Spoken by a neophyte in Data Base topology I'm sure. :)
No, I build web sites built around databases for a living, I have a degree in computer science and one of my favorite classes in college was computer algorithms, so I understand the database and algorithmic complications. I'm just pointing out that CONSIDERABLY more complex things have been done with far more complicated data and inifitely larger data sets. There's no excuse for the RCI Points interface to be so limited.

And 303 x 303 is miniscule to a computer. Besides, it's really not that long. You specify a vacation length (like 7 days), so it's really 303 x 1. But even if you left it open-ended for something like any vacation length of 1-30 days, it's just 303 x 30, which is under 10k combinations.
 
Google is an entirely different search - all the engine needs to do is rapidly match a string of words to the chosen string, it then lets the user decide relevance.
This is so incredibly wrong it's barely worth addressing. But, you can get an idea of the complexities of the early versions of Google's indexing/search system here:

http://infolab.stanford.edu/~backrub/google.html

Google gives a rats rear if it is "correct".
History disagrees with you. Google trounced AltaVista. Why? After all, AltaVista was *the* dominant search engine pre-google. AV lost because it did not order search results anywhere nearly as well as Google does---and "ordered well" here is a way to describe correctness, giving people relevant results in the first page of hits, and preferably *the* first hit. That's due directly to PageRank.

The Points interface is broken, pure and simple. It's nearly exactly the same as the Weeks interface was about 3-4 years ago. The Weeks interface is now much better. The Points interface should be too. I'm not sure why it isn't, but it absolutely could and should be. It's not as though Points has an order of magnitude more inventory or anything; there simply is no technical reason why Points should remain broken.

(And, lest you suggest I'm not qualified as a computer scientist to offer that comment, I think I am.)
 
No, I build web sites built around databases for a living, I have a degree in computer science and one of my favorite classes in college was computer algorithms, so I understand the database and algorithmic complications. I'm just pointing out that CONSIDERABLY more complex things have been done with far more complicated data and inifitely larger data sets. There's no excuse for the RCI Points interface to be so limited.

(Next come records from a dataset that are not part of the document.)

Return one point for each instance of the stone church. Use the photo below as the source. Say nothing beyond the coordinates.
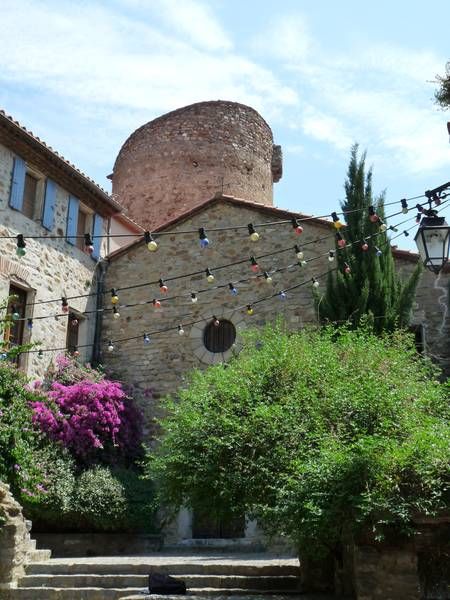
(173, 301)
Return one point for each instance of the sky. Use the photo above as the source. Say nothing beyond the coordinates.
(83, 75)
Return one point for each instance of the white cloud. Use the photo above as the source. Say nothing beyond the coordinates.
(100, 57)
(196, 21)
(378, 94)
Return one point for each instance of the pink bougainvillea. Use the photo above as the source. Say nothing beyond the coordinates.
(90, 418)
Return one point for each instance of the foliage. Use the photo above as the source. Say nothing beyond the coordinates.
(19, 442)
(88, 414)
(442, 94)
(310, 432)
(373, 286)
(94, 500)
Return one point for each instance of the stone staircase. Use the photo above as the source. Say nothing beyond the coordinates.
(120, 578)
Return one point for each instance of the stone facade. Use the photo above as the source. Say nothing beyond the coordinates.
(14, 540)
(161, 366)
(51, 268)
(184, 157)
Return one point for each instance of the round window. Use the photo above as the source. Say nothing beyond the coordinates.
(219, 338)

And 303 x 303 is miniscule to a computer. Besides, it's really not that long. You specify a vacation length (like 7 days), so it's really 303 x 1. But even if you left it open-ended for something like any vacation length of 1-30 days, it's just 303 x 30, which is under 10k combinations.

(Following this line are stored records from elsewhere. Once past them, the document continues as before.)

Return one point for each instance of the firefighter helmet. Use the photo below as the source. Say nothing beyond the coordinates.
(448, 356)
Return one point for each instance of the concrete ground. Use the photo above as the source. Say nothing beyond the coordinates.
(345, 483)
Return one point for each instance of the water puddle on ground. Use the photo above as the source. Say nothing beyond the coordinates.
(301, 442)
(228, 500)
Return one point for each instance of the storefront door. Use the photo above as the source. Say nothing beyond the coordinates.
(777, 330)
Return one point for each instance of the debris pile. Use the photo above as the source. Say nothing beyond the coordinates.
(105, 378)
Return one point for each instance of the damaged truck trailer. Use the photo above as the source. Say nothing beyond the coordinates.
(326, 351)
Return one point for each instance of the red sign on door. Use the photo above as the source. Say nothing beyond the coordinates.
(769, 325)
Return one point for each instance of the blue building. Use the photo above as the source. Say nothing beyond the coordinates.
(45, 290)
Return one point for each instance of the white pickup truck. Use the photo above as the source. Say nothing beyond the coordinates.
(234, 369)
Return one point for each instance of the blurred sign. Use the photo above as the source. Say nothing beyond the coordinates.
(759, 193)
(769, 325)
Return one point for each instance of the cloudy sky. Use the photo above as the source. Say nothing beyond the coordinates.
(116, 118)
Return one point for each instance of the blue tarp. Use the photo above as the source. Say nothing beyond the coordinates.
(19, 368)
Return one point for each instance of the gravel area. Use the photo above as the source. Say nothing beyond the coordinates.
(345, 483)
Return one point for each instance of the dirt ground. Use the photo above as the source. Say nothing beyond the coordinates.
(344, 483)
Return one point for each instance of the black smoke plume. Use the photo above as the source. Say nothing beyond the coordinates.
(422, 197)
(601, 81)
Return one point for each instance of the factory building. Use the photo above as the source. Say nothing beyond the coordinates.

Agree completely. Any sortable database with so few elements should be easily searchable. If one wants a more germane example, look at Worldmark's resort database. Sure, far fewer total resorts than RCI, but Worldmark shows real time availability down to the room type (2BR queen, 2BR twin, 2 BR deluxe, 2BR special needs, 2 BR ocean view, etc). Oh, and it shows availability for the entire open booking period (13 months), including how many rooms of each type (range, not absolute) are available each day.

RCI's Points search is inexcusably weak, plain and simple.